The process of online data augmentation
adhara123007 opened this issue · comments
I wanted to understand the online process of data augmentation.
I give the network inputs in batches of 4. It applies transformation to the inputs. The parameters for augmentation are. The prob is 1, Does it mean that the network always applies a transformation and it is never the case that the network lets the original data pass through without the transformation?

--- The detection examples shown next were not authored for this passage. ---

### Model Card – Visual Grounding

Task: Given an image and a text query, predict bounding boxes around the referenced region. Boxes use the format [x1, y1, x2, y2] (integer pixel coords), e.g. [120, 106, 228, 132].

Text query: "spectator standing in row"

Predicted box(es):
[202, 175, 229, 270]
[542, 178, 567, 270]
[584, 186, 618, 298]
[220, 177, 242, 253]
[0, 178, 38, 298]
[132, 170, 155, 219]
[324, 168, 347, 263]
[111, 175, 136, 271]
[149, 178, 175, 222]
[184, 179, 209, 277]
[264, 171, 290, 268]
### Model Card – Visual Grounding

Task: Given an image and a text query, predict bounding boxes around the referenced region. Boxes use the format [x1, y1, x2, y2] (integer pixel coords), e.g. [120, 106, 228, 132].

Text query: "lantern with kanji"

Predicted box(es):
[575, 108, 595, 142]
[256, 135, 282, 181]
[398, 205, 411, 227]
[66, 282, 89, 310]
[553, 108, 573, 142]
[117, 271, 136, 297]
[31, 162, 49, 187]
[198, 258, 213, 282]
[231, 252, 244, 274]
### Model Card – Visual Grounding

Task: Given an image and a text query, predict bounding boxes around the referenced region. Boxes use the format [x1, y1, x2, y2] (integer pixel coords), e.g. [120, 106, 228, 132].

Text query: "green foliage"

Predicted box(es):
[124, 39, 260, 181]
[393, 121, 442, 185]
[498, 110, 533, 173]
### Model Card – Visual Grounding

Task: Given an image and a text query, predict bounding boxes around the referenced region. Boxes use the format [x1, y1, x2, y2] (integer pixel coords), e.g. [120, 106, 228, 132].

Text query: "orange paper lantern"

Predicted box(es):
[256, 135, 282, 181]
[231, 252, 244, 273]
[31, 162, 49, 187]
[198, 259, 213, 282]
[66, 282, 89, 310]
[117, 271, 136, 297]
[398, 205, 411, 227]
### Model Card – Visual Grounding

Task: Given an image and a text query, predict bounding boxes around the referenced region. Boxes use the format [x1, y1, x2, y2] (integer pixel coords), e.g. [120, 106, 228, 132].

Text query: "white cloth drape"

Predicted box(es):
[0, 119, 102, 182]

Also, from the code below the uniform_bernoulli is same as bernoulli.
translate {
rand_type: "uniform_bernoulli"
exp: false
mean: 0
spread: 0.4
prob: 1.0
}
if (rand_type.compare("uniform_bernoulli") == 0) {
float tmp1;
int tmp2;
// Eddy:
// modified: a probability value of 0 will always return the default of prob0_value
tmp2=1;
if (param.prob() > 0.)
caffe_rng_bernoulli(1, param.prob(), &tmp2);
else
tmp2=0;
if(!tmp2) {
if (!isnan(prob0_value))
return prob0_value;
else
tmp1 = 0;
} else {
if (spread > 0.)
caffe_rng_uniform(1, param.mean() - spread, param.mean() + spread, &tmp1);
else
tmp1 = param.mean();
}
if (param.exp())
tmp1 = exp(tmp1);
rand = static_cast<Randtype>(tmp1);
}
Does it mean that the network always applies a transformation [...] ?
I think so, yes. I suggest testing it, though: just run 10k samples through the augmentation and check how many are the same before and after.